Adam et Eve voguaient au hasard, sans but précis, aux confins lointains et méconnus de l’univers.
Ils étaient les arrières descendants - mais ils l’ignoraient - d’une espèce supérieure qui avaient fuit la dictature d’un monde stérile obsédé par le contrôle technologie, race qui s’était éteinte aux cours d’inutiles pérégrinations.
Adam et Eve ignoraient qu’ils étaient génétiquement programmés pour s’aimer et se plaire, s’unir et s’accoupler.

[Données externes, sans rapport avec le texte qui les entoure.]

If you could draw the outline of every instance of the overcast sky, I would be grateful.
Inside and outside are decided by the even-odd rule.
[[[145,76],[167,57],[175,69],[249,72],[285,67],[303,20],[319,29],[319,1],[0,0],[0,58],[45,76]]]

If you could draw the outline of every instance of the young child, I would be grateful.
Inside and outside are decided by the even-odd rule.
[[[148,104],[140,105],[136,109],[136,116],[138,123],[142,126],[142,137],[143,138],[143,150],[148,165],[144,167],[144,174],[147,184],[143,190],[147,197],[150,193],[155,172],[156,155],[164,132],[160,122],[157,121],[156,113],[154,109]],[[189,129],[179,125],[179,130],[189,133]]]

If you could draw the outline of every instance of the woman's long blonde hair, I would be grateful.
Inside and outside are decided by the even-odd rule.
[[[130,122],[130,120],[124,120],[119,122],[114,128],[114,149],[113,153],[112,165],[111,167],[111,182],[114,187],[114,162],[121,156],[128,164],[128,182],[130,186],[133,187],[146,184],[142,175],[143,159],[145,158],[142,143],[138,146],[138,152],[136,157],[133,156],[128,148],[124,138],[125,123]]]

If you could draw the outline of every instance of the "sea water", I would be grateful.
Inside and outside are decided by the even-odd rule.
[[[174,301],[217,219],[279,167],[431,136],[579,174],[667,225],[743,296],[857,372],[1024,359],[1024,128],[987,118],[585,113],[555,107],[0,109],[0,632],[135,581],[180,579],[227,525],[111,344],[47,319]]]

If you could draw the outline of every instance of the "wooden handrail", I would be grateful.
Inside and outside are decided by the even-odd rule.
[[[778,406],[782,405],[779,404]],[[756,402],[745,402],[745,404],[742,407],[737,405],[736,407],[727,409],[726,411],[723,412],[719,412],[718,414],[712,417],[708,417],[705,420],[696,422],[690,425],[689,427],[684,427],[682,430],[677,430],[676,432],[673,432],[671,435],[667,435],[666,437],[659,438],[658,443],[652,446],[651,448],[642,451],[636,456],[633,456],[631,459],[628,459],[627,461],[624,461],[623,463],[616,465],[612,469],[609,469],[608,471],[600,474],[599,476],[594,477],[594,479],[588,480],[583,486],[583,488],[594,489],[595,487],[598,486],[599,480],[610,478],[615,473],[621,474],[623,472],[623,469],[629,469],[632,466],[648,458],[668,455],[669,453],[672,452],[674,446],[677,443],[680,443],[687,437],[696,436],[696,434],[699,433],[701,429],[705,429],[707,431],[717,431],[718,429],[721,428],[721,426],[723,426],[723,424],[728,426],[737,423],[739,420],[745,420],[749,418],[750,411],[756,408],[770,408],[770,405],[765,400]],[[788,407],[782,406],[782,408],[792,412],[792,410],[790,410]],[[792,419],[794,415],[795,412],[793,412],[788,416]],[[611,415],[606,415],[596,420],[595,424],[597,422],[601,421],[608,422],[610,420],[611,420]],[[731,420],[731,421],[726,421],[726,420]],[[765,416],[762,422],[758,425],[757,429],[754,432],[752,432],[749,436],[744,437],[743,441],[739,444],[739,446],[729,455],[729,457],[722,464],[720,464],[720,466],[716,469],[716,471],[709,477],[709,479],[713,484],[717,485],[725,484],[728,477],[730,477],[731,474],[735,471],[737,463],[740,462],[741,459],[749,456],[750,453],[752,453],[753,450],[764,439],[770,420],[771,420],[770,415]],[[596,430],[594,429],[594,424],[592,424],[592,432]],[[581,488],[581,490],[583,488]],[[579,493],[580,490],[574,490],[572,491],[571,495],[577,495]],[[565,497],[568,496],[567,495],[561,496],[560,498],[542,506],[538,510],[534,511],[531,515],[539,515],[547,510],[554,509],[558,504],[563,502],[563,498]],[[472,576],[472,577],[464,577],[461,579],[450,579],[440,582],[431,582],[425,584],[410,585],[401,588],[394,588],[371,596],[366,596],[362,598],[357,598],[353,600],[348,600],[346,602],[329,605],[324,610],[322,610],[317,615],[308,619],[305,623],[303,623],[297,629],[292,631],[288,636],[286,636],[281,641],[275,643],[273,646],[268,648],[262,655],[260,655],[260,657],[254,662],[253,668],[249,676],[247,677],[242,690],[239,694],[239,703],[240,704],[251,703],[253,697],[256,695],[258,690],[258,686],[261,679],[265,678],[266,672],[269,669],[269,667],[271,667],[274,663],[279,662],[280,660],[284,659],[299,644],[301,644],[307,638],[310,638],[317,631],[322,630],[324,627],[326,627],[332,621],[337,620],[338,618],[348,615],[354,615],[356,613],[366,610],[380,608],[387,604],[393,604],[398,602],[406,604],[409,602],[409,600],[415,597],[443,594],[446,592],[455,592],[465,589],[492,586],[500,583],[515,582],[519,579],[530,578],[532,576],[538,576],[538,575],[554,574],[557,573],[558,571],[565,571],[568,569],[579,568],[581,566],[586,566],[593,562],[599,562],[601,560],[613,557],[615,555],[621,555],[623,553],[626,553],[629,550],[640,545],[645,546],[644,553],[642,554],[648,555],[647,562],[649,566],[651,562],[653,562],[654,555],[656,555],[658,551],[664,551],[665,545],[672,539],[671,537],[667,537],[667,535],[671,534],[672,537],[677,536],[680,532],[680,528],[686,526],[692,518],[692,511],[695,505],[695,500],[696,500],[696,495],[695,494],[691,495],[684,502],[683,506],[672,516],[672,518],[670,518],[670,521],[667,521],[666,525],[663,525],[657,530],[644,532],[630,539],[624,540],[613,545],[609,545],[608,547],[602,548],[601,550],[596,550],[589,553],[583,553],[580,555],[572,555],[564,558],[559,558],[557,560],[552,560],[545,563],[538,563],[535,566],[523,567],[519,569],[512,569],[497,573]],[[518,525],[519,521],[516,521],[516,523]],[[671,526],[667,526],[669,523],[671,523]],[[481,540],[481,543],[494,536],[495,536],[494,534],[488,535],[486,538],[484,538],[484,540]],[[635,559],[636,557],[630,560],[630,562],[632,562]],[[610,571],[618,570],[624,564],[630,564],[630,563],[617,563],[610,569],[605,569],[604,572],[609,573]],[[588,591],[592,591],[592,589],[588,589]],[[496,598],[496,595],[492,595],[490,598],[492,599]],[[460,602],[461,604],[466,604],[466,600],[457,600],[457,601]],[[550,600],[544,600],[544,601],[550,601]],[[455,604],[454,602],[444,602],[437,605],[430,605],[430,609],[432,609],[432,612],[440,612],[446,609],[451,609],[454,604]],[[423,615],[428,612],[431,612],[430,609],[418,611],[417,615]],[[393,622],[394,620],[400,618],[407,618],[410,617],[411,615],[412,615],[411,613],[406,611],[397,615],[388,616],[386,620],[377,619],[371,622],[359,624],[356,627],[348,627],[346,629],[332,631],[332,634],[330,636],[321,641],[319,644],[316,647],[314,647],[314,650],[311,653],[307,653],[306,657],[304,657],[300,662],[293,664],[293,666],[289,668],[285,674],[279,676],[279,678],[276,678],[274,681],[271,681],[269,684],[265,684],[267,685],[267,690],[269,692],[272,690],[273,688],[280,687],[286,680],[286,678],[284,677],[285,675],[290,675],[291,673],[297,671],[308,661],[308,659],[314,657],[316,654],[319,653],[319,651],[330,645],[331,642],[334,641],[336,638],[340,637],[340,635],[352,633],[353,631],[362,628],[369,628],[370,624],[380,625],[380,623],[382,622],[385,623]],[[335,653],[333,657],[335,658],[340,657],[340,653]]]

Oui, Adam et Eve ignoraient tout cela. Ils se croyaient l’un et l’autre, héritiers d’une divine providence : seuls au monde sous la bienveillante surveillance d’Yggdrasill, leur ordinateur de bord, avec la félicité quotidienne de demeurer éternellement jeunes et amoureux.
Tandis qu’ils entamaient leur troisième millénaire d’un incommensurable bonheur, Eve eut l’idée saugrenue qu’il fallait songer à faire un enfant. Yggdrasill, la plus formidable intelligence artificielle jamais inventée, convoqua les deux amoureux pour leur faire savoir qu’il était programmé pour les maintenir tous deux en état de jouvence pour l’éternité, mais qu’un humain supplémentaire dans l’habitacle restreint de leur nef interstellaire serait de nature à détruire ce fragile écosystème, ce qui provoquerait des conséquences en série totalement incontrôlables pouvant menacer leur survie à tous.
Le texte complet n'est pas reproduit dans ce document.